First of all, son, you just moved back in after being away from almost three years. I was so lonely, eventually I got the cat to replace you.  As far as the cat is concerned, he was here first and you are his guest. Your room is not your room.  It belongs to the cat. That's where he used to hang before you got here because it happens to get more sunlight than any other room in the house. Now it's cluttered with all sorts of interesting stuff. Cats are curious and he needs to know what you've got in there. Every day you walk in with a bag or a box and he can't stand the suspense. You can't close or lock your bedroom door when you leave because you never know if the cat is in there or not. In fact, before your arrival, I never closed any doors; not even the bathroom. That great big door that leads to the outside world is the only one that was ever closed.  He's been out there only once in his entire life and he hated it.  He really has no interest in venturing out there again.  So just deal with the fact that every room in the house belongs to the cat. We are both just guests here.  I have no problem with this at all.  
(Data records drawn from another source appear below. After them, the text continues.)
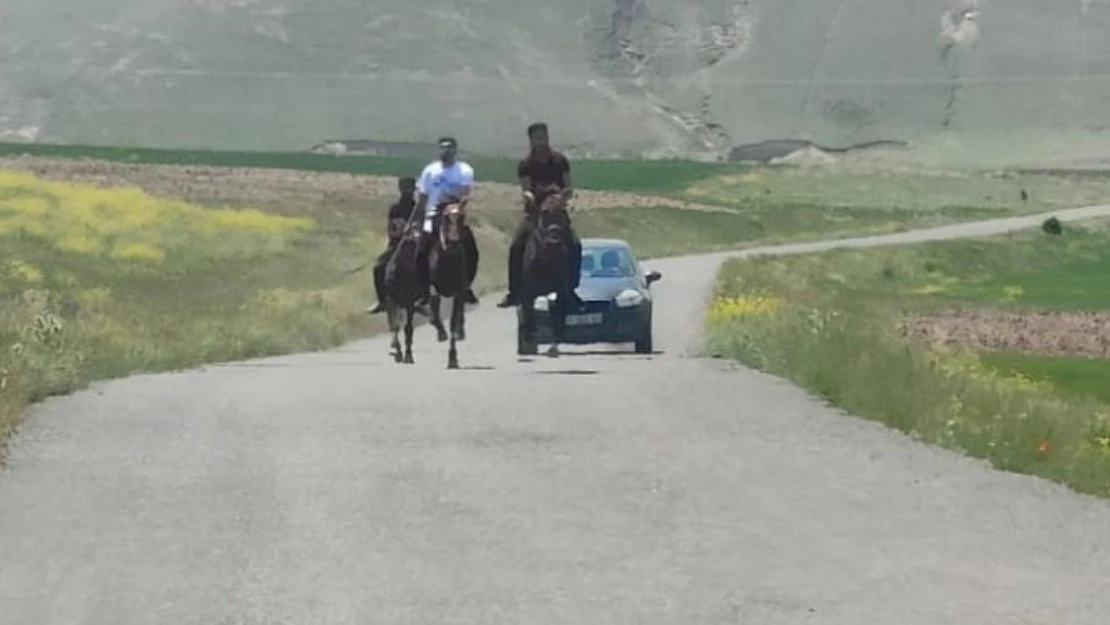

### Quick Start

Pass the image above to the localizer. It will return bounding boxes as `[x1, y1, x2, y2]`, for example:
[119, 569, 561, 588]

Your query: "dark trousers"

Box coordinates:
[508, 216, 582, 296]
Secondly, food belongs in the kitchen. It should be eaten in the kitchen. Don't leave half-eaten sandwiches in your room. Don't leave a glass of water, milk, juice or any other liquid in there either because I can pretty much guarantee the cat will help himself to a few sips in your absence. I don't condone or encourage the cat to consume people food or beverages, but then again, everything in this house belongs to the cat. This includes food and drinks. He shares it all with us.
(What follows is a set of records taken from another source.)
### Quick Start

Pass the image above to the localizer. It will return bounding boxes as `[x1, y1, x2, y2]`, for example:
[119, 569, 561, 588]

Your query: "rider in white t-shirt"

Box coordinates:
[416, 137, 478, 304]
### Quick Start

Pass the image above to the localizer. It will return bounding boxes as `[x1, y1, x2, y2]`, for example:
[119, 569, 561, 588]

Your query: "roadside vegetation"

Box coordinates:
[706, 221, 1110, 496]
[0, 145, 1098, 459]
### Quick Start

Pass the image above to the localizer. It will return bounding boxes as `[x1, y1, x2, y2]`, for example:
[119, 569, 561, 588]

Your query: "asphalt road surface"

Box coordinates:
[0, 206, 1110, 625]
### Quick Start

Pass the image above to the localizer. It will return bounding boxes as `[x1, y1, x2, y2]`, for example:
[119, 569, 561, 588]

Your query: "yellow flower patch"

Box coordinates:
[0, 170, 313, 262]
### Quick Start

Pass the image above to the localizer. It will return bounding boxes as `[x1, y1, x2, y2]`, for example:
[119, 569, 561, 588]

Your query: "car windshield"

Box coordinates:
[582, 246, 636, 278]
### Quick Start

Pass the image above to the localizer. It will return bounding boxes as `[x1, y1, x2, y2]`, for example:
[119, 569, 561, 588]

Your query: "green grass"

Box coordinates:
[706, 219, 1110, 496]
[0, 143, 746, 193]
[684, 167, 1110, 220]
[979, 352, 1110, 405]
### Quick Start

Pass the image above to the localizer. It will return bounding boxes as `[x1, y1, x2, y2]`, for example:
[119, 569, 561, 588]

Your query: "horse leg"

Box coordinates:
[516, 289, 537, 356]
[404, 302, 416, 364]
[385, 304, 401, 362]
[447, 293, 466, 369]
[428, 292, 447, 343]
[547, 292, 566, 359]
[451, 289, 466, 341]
Third: skivvies belong in the laundry basket, not tossed on the floor. That huge pile of dirty laundry in the corner next to the empty laundry basket is the perfect spot for the cat to hide out in so you don't know he's there.  He knows you really don't like him and he wants to punish you for not dancing around the house with him and repeatedly kissing him on the mouth like I do. He does this by rearranging all your stuff and then letting you know he was there by rolling his body all over your clothes and blankets.  He's simply reminding you that he is the baby and he was here first. He then waits for you to fall asleep and just wants to be near a nice warm body.  Since you give off much more body heat than I do, he snuggles up beside you at night in the bed he lets you sleep in.
 
Sorry you had to clean up kitty poop, but at least the cat was thoughtful enough to deposit it right on top of your underwear and not in the bed or on the brand new carpet. It's not his fault, it's yours for the closing the door behind you when you left. And for the record, I cleaned up your mess for years and I still do. I also worked all day today cleaning up patients who are no longer able to clean themselves. So cry me a river.
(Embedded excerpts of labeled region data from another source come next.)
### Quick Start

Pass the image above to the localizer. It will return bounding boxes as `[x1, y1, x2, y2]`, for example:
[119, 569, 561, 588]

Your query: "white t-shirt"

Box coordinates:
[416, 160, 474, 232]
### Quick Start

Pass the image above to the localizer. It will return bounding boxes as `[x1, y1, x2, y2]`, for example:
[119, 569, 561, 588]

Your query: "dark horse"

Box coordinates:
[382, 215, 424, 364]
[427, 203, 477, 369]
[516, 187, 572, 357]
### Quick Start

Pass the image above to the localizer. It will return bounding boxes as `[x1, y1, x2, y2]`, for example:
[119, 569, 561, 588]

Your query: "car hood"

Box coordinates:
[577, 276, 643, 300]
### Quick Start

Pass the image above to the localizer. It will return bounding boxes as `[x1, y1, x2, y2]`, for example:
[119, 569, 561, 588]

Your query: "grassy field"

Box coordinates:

And last, but not least, I know you would never hit my cat, but if an accidental cat poop is too much for you to handle, the cat and I will gladly pack your bags and then we can return to our fancy-free lives and open door policy. I can once again walk around the house in my bra and panties.  I won't have prepare meals for anyone. The cat is easy. As long as I serve him a can of cat food promptly at 5PM every evening; he's happy. I was perfectly content with soup or salad for dinner and now I have to cook things like turkey, roast chicken and pot roast. After dinner, the cat and I can resume the pleasure of snuggling together on the couch to watch Animal Planet just like we used to before you took over the entire living room and the television.

You've upset the balance of our perfect little life here............

Honestly, I love you, my son and I love having you here. I know the cat loves you, too.  He follows you around when you're here and waits in your bedroom when you're gone.  In fact, while you're at work right now, he's in your bed, shedding his cat hair all over the pillow he lets you use. But don't worry. The bedroom door is wide open should he have the sudden urge to, well..... you know.